FBA03-TRCA-Model-CandEnzRxn-CABL-Wt-Rxn.gms is used to estimate a set of candidate enzymes and reactions. from Fuzzy optimization for identifying anti-cancer targets with few side effects in constraint-based models of head and neck cancer

Computer-aided methods can be used to screen potential candidate targets and to reduce the time and cost of drug development. In most of these methods, synthetic lethality is used as a therapeutic criterion to identify drug targets. However, these methods do not consider the side effects during the identification stage. This study developed a fuzzy multi-objective optimization for identifying anti-cancer targets that not only evaluated cancer cell mortality, but also minimized side effects due to treatment. We identified potential anti-cancer enzymes and antimetabolites for the treatment of head and neck cancer (HNC). The identified one- and two-target enzymes were primarily involved in six major pathways, namely, purine and pyrimidine metabolism and the pentose phosphate pathway. Most of the identified targets can be regulated by approved drugs; thus, these drugs are potential candidates for drug repurposing as a treatment for HNC. Furthermore, we identified antimetabolites involved in pathways similar to those identified using a gene-centric approach. Moreover, HMGCR knockdown could not block the growth of HNC cells. However, the two-target combinations of UMPS, HMGCR) and (CAD, HMGCR) could achieve cell mortality and improve metabolic deviation grades over 22% without reducing the cell viability grade.

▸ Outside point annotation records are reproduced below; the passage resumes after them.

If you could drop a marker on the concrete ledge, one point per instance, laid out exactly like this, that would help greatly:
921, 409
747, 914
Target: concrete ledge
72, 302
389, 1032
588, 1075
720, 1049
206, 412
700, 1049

计算机辅助方法可用于筛选潜在候选靶点，缩短药物研发周期并降低研发成本。此类方法大多以合成致死（synthetic lethality）作为治疗标准来筛选药物靶点，但此类方法在靶点筛选阶段并未考量治疗相关的副作用。本研究开发了一种用于筛选抗癌靶点的模糊多目标优化（fuzzy multi-objective optimization）方法，该方法不仅可评估癌细胞死亡率，还能最小化治疗相关副作用。本研究筛选出了可用于治疗头颈部癌（head and neck cancer, HNC）的潜在抗癌酶类与抗代谢物。本次筛选得到的单靶点与双靶点酶类主要参与六大核心通路，包括嘌呤代谢、嘧啶代谢以及磷酸戊糖途径。多数已筛选出的靶点可经获批药物调控，因此这些药物可作为头颈部癌治疗的潜在药物重定位候选方案。此外，本研究筛选出的抗代谢物所参与的通路，与采用基因中心法（gene-centric approach）得到的通路高度相似。单独敲低HMGCR无法抑制头颈部癌细胞的增殖，但UMPS与HMGCR、CAD与HMGCR这两组双靶点联合干预，可在不降低细胞活力评分的前提下，使癌细胞死亡率提升22%以上，同时改善代谢偏差评分。